Bandit, you have to take off the starter but that's enough to slide the pan back. At that point you could see if the solvents have anything to fight and give it a good manual cleaning. The pump replacement would be simple, and eliminate that question. At 125K it'll appreciate the update.
What I don't like about flushing on high-mile (unknown history) engines is:
1) If there isn't a sludge problem you're just messing up the lubrication ability of the oil. (More of an issue with recent engines.)
2) If there is bad sludge/deposits, breaking them loose for a ride through your engine isn't doing much good. It can be fatal if a chunk gets stuck in an oil passage.

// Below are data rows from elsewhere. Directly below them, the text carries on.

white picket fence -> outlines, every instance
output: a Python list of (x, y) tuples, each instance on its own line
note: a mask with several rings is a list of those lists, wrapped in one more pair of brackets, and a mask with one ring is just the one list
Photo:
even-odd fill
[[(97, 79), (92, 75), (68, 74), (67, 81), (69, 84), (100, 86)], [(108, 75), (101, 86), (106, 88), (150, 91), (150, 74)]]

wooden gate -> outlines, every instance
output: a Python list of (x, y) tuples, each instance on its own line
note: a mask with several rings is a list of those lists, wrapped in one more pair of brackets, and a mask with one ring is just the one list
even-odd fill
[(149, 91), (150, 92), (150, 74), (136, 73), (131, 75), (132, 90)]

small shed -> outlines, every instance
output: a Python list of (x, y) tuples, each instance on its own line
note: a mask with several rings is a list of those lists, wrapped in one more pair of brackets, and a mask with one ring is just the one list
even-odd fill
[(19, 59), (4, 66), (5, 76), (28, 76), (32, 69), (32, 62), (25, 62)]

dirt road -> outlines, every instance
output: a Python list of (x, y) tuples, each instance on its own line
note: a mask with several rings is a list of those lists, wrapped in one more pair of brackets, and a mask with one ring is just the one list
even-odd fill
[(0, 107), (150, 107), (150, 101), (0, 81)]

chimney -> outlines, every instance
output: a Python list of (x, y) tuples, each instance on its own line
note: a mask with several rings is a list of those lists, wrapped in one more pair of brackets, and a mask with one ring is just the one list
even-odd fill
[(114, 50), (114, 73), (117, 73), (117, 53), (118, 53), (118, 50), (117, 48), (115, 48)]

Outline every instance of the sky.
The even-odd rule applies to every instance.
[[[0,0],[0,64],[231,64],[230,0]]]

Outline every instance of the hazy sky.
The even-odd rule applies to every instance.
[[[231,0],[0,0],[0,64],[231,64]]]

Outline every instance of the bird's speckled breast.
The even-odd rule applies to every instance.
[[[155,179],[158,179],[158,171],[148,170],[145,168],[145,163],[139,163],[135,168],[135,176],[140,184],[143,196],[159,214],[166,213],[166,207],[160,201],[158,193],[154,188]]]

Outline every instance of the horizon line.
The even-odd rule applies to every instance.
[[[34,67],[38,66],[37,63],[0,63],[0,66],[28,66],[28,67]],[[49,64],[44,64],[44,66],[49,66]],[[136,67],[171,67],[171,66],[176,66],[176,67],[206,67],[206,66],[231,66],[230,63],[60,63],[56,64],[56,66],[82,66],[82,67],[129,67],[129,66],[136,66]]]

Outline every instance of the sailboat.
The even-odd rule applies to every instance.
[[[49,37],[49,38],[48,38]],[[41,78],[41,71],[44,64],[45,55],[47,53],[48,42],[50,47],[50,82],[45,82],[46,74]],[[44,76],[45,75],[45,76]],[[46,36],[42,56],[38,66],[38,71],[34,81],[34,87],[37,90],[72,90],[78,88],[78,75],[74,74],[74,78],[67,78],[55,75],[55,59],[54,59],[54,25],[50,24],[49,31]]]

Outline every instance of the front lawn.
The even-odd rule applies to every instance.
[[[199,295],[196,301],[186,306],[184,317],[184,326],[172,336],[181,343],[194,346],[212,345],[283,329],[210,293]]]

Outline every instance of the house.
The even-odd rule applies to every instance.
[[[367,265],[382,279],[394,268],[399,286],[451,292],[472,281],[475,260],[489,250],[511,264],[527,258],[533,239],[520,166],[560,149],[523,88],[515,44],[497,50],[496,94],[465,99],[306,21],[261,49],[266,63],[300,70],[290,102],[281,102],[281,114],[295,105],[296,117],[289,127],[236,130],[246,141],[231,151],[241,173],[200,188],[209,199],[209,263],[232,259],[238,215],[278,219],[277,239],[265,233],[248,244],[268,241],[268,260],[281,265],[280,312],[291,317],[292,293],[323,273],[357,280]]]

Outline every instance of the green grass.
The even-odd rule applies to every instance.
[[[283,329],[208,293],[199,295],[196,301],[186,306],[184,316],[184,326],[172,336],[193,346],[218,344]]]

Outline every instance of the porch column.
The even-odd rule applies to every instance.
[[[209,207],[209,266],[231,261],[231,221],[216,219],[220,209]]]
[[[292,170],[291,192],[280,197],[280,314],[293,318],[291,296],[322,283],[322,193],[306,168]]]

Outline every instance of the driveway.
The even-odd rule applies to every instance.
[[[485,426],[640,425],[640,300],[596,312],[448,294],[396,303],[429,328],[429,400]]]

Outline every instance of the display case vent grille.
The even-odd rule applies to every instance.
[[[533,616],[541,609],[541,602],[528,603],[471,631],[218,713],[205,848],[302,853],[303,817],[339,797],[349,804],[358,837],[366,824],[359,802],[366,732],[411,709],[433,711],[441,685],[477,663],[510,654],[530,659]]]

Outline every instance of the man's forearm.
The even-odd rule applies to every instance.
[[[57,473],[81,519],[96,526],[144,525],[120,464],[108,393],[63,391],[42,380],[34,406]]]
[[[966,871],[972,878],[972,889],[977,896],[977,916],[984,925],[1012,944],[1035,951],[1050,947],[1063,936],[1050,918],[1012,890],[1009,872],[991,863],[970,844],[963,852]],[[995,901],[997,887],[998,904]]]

Either way it's shooting in the dark and is causing unnecessary wear. Dropping the pan will tell you what's happening for a couple hour's trouble.
Back to the symptoms...
You said it dropped to zero during normal driving (after warm) and after WOT runs. Was the normal driving on level ground? Where do you fill oil to on the dipstick? I'm thinking possible cavitation/foaming. If it happens again can you stop & pull out the dipstick to check for bubbles?
I'd consider a fresh oil pressure sender & maybe T-ing in an accurate mechanical gauge for comparison. It'd be nice to know if the sounds & pressure are absolutely linked. But you have a better feel for that than I.
So much for shotgun email diagnosis.